Взглянув из-под руки на дорогу, он признал в кровавом свете вечерней зари Хинда и окликнул:
— Ну как, зажила ли спина-то?
— Ах, зажила ли! — криво усмехнулся Хинд.— Сегодня еще раз высекли, по живым-то ранам.
— Ах, так! — подивился Мярт.— Ах, опять по живому? В чем же ты еще провинился?
— Кубьяс пришел торкать, отца-покойника бесчестить.
— Ну что ты скажешь, и в земле от них покоя нету…
— Я схватил его за грудки и встряхнул разок,— повернулся Хинд в телеге.
— Неужто встряхнул? — недоверчиво спросил Мярт.
— Да вот встряхнул. Порку на два понедельника поделили.
Алаяниский хозяин вздохнул, по всему его тщедушному телу прошла дрожь, будто он вот-вот заплачет, и тихо пожаловался:
— В конце концов остается молча терпеть, все перетерпеть, все тычки и зуботычины, только бы терпением бог не оставил. Твоему отцу повезло, над ним никто больше не смеется и не глумится. Меня же бранят и шпыняют всяк кому не лень, хоть лебедой поле засевай, хоть бы одно зернышко в магазее дали, все только зубы скалят, мол, «господи, помилуй» даст. Ну что это за разговор! Ходил намедни к священнику: дескать, хочу обратно веру поменять, тогда мне дадут в магазее зерна в долг. Священник как разошелся, как принялся кричать, ты во спасение души веру поменял, как можно!
Хинд хлестнул вожжами мерина.
Не может быть, чтобы не было никакой надежды.
В таком случае и жизнь ни к чему. Тогда уж лучше вожжу на шею и наверх, на Паленую Гору, под весенние облака, к чистым стройным деревьям, выбрать березу повыше и повеситься. От жизни до смерти всего один шаг.
И тут в скрипе телеги с деревянными осями послышался хриплый голос отца из загробного мира:
— Куда ни кинь — все клин, не могу я тебе ничего присоветовать.

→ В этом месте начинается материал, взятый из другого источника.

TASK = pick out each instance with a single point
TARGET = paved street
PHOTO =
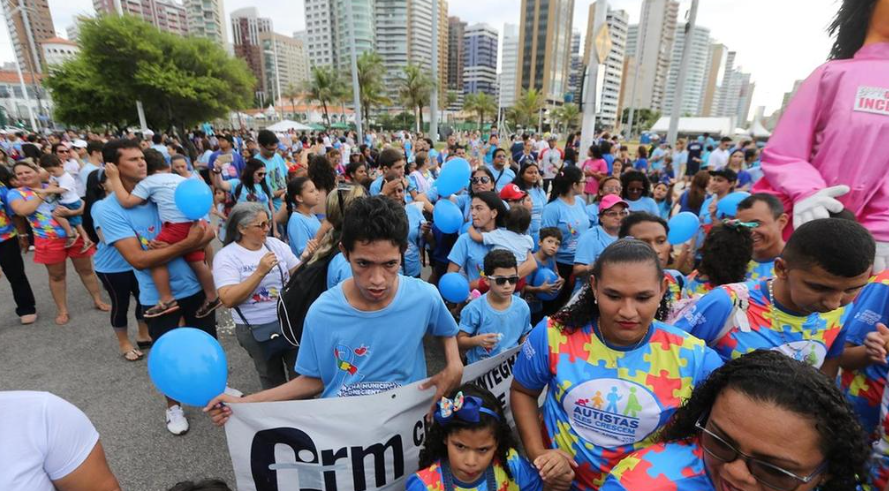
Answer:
(80, 363)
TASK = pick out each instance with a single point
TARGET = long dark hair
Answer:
(774, 378)
(95, 191)
(584, 309)
(850, 27)
(436, 449)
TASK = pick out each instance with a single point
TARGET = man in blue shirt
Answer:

А ведь отцу было около пятидесяти, когда сыпной тиф прибрал его к себе, в молодости он ходил меж трех мыз с угольным мешком за спиной, был кузнецом. Работал в поле, повидал на свете немало. Почему же он не мог ничего присоветовать?
Кончится корм, кончится и лошадь, иссякнут его душевные силы. Все кончится.
Когда же пройдет это странное оцепенение, этот душевный столбняк, который охватил его, когда он отца, брата, а напоследок и мать на одр положил?
То был лед, что звенел у него в душе. Толстый лед холодной-прехолодной зимы. Весна не могла с ним справиться, даже лето не могло.